Neuro-QoL Adult Measures
Conditional minimal detectable change (cMDC) values were estimated for 14 Neuro-QoL measures. Estimates vary based upon the patient’s symptom/dysfunction severity. Index tables and an interactive Excel workbook that calculates cMDCs are available. (Kozlowski)
Methods for Estimating Meaningful Change
Excellent reviews of methods for estimating meaningful change have been published. Typically such methods are divided into distribution-based and anchor based methods of estimation. Crosby and colleagues describe the differences between these strategies. A particularly helpful set of recommendations has been published by Revicki and colleagues. Other useful resources are written by Streiner and deVet. New methods for estimating important change are emerging (see Cook and Thissen).

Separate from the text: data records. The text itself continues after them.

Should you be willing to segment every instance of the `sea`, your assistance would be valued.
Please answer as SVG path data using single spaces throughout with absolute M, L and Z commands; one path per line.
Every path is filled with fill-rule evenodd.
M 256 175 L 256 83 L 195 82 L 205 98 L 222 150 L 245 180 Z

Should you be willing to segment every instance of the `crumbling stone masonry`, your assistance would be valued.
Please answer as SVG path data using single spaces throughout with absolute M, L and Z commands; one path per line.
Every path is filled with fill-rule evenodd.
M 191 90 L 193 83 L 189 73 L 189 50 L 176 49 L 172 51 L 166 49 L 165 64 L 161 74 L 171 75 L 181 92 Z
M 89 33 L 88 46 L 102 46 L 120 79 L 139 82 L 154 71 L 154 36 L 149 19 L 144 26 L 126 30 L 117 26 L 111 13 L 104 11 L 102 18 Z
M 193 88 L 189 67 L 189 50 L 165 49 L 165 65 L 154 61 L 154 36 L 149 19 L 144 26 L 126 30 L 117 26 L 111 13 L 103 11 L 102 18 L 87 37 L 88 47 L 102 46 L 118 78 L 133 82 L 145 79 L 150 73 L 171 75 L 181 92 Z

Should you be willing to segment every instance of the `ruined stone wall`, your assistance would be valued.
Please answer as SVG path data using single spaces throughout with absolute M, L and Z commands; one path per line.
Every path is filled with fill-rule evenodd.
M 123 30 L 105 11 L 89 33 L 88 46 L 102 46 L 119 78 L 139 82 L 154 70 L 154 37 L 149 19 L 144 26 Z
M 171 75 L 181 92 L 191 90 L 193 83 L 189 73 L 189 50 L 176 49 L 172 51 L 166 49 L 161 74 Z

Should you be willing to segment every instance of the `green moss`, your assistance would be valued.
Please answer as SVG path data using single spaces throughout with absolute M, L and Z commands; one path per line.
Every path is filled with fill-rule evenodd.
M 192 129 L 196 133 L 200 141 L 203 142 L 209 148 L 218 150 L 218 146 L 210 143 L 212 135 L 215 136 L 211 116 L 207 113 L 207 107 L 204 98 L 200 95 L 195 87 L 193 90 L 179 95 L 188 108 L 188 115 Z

No single method for defining meaningful change is adequate. Evaluations of what constitutes meaningful change should be based on multiple sources of evidence. To the extent possible, estimates should be grounded in the context of use. It is prudent in setting threshold estimates to consider the consequences of those estimates (e.g., what is the cost-benefit ratio of a lower versus a higher threshold for a given context).
Streiner, D. L., Norman, G. R., & Cairney, J. (2015). Health measurement scales: a practical guide to their development and use. Oxford University Press, USA
Using PRO Scores to Define Responders
It has long been recognized that statistically significant differences are not equivalent to clinically meaningful differences. Further, there are different standards for what constitutes meaningful individual- and group-level differences. “Responder definitions” estimate the threshold of score change that can be judged, defensibly, as a meaningful change. A number of empirical methods can be used to establish responder thresholds (e.g., Coon 2017, Cappelleri 2014). The FDA recommends identifying an a priori responder threshold and reporting the number of responders in different clinical arms (see the FDA Guidance for Industry). This information is used to reveal the impact of interventions at the individual, not just the group-level.